「課題解決力」を自己PRで伝える場合のポイントと自己PR例文

転職活動の自己PRで「課題解決力」を伝える場合、どのような点に注意すればより効果的なアピールにつなげられるのでしょうか。組織人事コンサルティングSeguros、代表コンサルタントの粟野友樹氏に、課題解決力を自己PRで伝える際のポイントや企業が確認していること、注意点などを伺いました。自己PRの例文や作成する際の構成要素なども合わせてご紹介していきます。

「課題解決力」を自己PRで伝える場合のポイント

課題解決力とは、一般的に「論理的に思考・分析して適切な課題設定をし、解決する策を企画・実行する力」と定義されています。
「課題」を「問題」と同義に捉える方もいますが、「問題=目標とする未来の理想と現状の間にギャップが発生し、障壁を抱えている状態」であり、「課題=そのギャップを埋め、障壁をなくすためにやるべきこと、実行すべきこと」を指します。課題解決力とは、「現状の問題」を見極めた上で分析し、解決に向かうためにやるべきことを「適切な課題」として設定・実行していく力と言えるでしょう。

課題解決力の自己PRを作成する際には、具体的なエピソードを通じて「どのような背景・状況があったのか」「どのような考えと視点を持って課題を設定したのか」「どのように実行したのか」「どのような成果につながったのか」を伝えることがポイントです。課題に取り組んだシチュエーションをイメージできるようにし、自身の考え方やそれに伴う行動まで伝えることで、採用担当者の理解を深めると同時に説得力を増すことができます。また、面接時には応募書類に記載されている内容を深掘りされます。取り組んだ課題と成果の事実のみを羅列した場合、面接担当者に興味を持ってもらえず、アピールしたいことについて質問してもらえない可能性もあります。こうした点も踏まえて、より具体的に書くことを意識しましょう。

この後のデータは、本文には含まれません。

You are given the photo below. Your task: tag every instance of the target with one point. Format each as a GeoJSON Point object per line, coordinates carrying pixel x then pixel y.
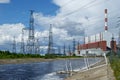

また、課題解決力をアピールする際には、自身のエピソードに基づいて「自分らしい課題解決力」に言い換えをすることも大事です。単に「課題解決力がある」と伝えても、同じような強みを持つほかの応募者との差別化がしにくいので「組織を巻き込んで、コミュニケーションを取りながら課題解決・成果につなげる実行力・具現化力がある」など、よりイメージしやすい表現とすることがポイントです。そのほかにも「ゼロベース思考で先入観を持たずに問題を分析する力がある」「本質をつかむ想像力と、未来志向でポジティブに問題を解決する力がある」などの言い換えができるでしょう。

「課題解決力」の自己PR例文

「課題解決力」を強みとして伝える自己PR例文を職種別にご紹介します。

マーケティング・管理職の自己PR例文

ゼロベース思考を通じた「本質的な課題解決力」を強みとしております。
前職は大手飲食チェーンで本社マーケティング部署のマネジャーを務め、自社アプリの利用促進に取り組みました。
当時、アプリ利用率が低迷し、その要因は本社の戦略が地域店舗に浸透していない点にあると考え、連携体制の再構築とユーザーエクスペリエンス分析を実行しました。ゼロベースでアプリ利用の定量データ分析やユーザー調査を行い、分析結果を基に各店舗と議論を交わしたところ、UI/UX面の操作性の複雑さに課題があるとわかりました。
ユーザーエクスペリエンスを高めるためにアプリの全面刷新を提案し、役員を粘り強く説得して実現へ。これにより利用率は前年比○%に向上し、売上増加にも貢献。根本的な解決につなげることができました。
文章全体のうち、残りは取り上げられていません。